We are looking for roughly a 50% fit with what we ask. The other 50% is the perspective and strengths you bring

Required Experience

• 8+ years in software engineering, including experience designing distributed systems

• Proven experience designing or operating authentication and authorization systems at scale

• Strong background in cloud-native architectures and microservices

• Hands-on experience implementing identity protocols such as OAuth2, OIDC, or similar.

• Experience designing secure service-to-service communication patterns including the ability to translate security requirements into practical engineering solutions

• Feel comfortable with: Azure, Kubernetes, Terraforn

• you communicate clearly in English, spoken and written. Crisp and concise ways of formulating your ideas and opinions. Knowledge of German is a plus

• you are inspired by the energy transition and want to make a difference. We are one of the biggest players in the solar business and want to make this change with you.

• you want to participate in a company where empowerment and initiative is valued. We are looking for people who want to grow their personal skills and knowledge, take responsibility, steer and influence for what they feel is right.

• agile and lean values are embodied by you. People over processes.

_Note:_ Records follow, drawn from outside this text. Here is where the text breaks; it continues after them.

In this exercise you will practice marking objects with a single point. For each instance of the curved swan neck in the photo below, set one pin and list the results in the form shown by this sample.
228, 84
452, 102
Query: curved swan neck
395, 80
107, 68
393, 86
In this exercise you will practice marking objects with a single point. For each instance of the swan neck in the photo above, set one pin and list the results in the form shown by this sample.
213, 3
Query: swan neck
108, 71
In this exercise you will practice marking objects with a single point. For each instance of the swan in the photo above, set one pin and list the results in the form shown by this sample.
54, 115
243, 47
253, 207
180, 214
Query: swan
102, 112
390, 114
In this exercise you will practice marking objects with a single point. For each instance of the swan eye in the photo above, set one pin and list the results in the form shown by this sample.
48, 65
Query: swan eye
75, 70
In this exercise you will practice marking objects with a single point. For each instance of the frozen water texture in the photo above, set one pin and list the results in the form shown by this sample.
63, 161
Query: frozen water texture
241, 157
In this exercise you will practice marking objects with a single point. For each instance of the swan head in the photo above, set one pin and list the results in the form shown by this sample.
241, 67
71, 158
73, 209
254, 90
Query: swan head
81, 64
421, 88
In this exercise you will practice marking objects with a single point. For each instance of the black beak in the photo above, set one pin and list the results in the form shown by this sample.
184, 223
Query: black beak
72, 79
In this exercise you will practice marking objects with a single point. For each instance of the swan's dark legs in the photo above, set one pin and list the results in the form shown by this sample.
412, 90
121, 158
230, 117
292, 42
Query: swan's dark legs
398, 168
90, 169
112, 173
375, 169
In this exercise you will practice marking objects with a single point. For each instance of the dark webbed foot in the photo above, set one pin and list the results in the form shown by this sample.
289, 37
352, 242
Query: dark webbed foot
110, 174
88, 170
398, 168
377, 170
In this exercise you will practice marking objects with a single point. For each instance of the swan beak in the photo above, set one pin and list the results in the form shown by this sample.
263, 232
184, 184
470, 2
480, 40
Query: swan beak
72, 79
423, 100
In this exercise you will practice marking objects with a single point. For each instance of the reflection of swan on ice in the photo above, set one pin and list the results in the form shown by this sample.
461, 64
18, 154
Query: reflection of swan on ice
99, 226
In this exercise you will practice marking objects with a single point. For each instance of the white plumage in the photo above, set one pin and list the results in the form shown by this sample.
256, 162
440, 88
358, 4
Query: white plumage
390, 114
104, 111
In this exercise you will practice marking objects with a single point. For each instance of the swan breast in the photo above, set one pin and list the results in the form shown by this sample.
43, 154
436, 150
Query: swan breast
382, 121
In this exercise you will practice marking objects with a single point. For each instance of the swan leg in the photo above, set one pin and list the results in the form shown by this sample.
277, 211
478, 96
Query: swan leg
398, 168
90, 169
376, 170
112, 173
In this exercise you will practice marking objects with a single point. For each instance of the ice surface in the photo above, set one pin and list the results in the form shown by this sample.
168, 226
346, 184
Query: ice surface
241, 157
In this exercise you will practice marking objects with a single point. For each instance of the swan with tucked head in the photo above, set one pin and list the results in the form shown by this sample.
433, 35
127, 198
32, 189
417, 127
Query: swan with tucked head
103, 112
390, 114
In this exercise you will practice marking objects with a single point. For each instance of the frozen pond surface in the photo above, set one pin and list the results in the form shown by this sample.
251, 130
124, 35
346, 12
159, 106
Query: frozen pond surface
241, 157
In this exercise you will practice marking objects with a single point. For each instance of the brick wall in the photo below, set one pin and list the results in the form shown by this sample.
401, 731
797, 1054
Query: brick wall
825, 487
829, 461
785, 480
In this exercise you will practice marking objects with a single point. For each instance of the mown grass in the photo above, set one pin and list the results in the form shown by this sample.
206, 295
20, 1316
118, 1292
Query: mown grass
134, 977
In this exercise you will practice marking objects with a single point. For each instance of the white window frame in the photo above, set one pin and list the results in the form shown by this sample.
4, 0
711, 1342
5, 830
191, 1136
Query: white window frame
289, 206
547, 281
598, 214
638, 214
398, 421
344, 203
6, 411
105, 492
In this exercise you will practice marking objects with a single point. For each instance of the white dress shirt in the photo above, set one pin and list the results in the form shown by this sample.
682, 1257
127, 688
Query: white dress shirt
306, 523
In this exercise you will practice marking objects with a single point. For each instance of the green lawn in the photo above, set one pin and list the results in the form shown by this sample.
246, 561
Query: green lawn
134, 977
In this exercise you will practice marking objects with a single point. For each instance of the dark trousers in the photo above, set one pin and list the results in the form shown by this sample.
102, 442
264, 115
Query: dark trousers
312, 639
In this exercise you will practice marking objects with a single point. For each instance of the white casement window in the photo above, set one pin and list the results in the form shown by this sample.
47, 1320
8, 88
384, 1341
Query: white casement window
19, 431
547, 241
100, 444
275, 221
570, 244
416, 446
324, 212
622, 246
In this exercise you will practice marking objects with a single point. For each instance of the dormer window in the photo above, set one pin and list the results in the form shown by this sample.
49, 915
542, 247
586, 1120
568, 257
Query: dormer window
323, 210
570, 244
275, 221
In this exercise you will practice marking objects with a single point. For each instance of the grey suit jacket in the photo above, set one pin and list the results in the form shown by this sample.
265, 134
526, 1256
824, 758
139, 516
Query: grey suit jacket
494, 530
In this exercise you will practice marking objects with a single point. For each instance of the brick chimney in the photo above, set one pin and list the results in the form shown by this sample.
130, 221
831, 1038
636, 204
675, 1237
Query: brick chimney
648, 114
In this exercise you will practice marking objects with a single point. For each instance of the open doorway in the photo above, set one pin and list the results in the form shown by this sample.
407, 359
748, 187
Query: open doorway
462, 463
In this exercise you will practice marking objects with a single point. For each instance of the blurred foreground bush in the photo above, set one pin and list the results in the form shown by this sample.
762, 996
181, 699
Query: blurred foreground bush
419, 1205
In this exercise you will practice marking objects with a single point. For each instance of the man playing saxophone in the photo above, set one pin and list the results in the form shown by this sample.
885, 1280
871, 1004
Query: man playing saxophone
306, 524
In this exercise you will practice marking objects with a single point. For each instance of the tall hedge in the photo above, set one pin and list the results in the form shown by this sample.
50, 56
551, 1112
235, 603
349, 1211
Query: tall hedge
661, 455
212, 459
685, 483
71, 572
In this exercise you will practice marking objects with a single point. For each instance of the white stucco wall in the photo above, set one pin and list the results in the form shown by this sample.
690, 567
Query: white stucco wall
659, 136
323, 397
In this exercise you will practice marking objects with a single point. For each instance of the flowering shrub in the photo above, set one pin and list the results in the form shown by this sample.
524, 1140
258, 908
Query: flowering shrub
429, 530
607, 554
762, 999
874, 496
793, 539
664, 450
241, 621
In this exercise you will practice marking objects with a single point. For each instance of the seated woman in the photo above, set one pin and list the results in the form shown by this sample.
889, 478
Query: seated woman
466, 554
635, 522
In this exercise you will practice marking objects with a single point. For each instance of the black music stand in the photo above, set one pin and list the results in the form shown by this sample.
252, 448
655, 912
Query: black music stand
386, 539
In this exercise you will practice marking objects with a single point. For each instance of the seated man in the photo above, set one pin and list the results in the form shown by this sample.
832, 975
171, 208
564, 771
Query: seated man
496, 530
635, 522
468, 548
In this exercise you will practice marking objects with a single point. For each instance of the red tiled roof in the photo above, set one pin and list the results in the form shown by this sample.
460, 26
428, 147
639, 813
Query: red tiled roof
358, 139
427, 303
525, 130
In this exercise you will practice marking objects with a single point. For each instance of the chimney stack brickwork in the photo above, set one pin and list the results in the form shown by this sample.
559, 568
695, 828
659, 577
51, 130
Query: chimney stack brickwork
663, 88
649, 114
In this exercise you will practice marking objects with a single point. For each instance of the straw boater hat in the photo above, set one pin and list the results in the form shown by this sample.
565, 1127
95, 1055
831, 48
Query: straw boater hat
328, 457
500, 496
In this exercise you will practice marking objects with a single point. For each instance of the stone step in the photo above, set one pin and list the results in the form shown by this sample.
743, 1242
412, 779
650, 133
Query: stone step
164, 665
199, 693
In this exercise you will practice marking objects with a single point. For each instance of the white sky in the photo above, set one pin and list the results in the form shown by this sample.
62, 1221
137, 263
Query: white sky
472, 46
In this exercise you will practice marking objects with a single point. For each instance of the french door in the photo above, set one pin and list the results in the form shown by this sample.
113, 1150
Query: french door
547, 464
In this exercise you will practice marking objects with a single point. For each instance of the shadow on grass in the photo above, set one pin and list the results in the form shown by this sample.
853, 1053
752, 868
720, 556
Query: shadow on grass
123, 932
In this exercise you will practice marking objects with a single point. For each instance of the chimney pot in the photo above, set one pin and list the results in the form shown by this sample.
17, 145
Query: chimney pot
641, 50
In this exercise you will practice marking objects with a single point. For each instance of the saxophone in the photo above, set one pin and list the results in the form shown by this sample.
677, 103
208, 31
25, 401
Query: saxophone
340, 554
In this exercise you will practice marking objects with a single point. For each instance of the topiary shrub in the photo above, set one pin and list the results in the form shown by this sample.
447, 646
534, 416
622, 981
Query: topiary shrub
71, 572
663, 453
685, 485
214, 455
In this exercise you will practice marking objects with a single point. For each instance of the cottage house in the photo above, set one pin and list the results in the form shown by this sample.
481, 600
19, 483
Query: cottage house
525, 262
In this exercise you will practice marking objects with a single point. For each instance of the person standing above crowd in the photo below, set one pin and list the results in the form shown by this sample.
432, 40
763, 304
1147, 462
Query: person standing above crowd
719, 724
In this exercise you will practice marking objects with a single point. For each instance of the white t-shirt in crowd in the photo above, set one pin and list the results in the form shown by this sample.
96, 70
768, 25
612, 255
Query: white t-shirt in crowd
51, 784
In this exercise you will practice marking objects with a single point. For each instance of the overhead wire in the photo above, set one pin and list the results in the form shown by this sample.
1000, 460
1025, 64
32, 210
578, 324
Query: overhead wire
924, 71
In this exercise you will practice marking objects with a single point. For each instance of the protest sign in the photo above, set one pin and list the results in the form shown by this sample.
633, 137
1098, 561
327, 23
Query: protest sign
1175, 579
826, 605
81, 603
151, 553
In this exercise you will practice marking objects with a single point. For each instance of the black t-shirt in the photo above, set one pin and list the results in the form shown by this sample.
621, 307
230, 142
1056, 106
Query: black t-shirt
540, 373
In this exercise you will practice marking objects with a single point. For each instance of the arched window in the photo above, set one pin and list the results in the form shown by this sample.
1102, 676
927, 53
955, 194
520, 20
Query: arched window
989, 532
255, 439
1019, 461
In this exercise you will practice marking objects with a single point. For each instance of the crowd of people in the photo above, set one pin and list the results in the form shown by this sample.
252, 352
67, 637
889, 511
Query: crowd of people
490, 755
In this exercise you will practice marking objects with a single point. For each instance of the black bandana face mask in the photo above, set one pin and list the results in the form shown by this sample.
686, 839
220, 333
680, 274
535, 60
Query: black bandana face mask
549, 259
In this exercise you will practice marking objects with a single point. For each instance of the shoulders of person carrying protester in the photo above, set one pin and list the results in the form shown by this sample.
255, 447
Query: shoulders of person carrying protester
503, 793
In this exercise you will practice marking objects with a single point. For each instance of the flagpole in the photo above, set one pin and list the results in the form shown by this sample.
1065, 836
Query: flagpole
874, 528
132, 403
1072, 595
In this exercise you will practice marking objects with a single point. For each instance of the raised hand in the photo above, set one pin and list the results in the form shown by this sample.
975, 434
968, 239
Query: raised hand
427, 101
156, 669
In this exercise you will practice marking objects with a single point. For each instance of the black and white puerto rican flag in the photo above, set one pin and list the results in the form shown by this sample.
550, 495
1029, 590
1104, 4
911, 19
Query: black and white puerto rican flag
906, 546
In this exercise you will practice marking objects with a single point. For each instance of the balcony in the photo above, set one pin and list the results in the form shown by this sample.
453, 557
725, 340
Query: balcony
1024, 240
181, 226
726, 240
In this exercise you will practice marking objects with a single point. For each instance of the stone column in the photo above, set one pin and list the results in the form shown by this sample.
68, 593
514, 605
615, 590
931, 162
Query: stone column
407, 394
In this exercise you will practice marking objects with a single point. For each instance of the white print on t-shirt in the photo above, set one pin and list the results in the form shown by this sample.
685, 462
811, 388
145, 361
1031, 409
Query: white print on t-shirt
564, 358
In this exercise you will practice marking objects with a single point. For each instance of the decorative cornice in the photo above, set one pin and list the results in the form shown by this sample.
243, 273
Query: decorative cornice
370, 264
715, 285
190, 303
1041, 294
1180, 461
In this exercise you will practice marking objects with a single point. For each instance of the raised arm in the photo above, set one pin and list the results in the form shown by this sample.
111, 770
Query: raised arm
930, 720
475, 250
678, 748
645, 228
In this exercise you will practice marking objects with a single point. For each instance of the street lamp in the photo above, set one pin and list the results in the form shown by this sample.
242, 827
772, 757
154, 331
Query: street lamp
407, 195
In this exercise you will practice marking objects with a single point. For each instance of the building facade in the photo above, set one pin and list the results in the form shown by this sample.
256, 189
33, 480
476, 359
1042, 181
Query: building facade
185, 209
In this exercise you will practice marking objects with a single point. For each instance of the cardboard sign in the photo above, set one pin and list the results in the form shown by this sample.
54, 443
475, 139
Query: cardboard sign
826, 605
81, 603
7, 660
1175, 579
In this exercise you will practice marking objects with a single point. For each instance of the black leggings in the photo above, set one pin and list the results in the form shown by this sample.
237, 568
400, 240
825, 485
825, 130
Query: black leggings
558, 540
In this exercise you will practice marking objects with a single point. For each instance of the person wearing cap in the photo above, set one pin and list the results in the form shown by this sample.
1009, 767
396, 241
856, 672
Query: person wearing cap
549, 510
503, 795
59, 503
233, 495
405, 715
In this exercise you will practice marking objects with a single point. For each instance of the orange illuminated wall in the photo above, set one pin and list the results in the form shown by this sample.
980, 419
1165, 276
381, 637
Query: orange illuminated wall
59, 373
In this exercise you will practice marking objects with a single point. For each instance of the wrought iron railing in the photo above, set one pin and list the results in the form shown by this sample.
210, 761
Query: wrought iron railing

Code over documentation. Reducing waste by building minimum viable products first, testing it with real users, growing and maintaining solutions as requirements evolve.

Additional information

• Work at Germany’s first green unicorn and actively shape the solar energy transition with us.

• The sun shines everywhere – and so do we. At Enpal, you’ll join a highly motivated and diverse team with over 65 nationalities working toward one mission.

• Office or home? You choose. We offer a hybrid work model – even after the pandemic – so you can balance focus and flexibility.

• Yes, we’re a startup cliché – and proud of it. From ping-pong and yoga corners to a rooftop terrace and fully stocked fridges – our Berlin HQ in Friedrichshain has everything you need to thrive.

• Your Enpal kick-start: On your onboarding day, you’ll meet the team, get to know the company – and have a welcome session with our founder, Mario.

• Stay in the loop: From company updates in our monthly All-Hands to solar deep dives in our Lunch & Learns – we make sure everyone understands the bigger picture.

• The energy transition is a team sport. Expect strong team spirit, ownership – and unforgettable team events.

• No progress without feedback. We embrace a strong feedback culture and believe your input drives our collective growth.

At Enpal, we are proud of the diversity of our team. No decisions are made on the basis of skin colour, religion or religious belief, ethnic or national origin, nationality, gender identity, sexual orientation, disability or age, either during recruitment or employment. Enpal stands for a safe workplace and takes action against discrimination and harassment of any kind.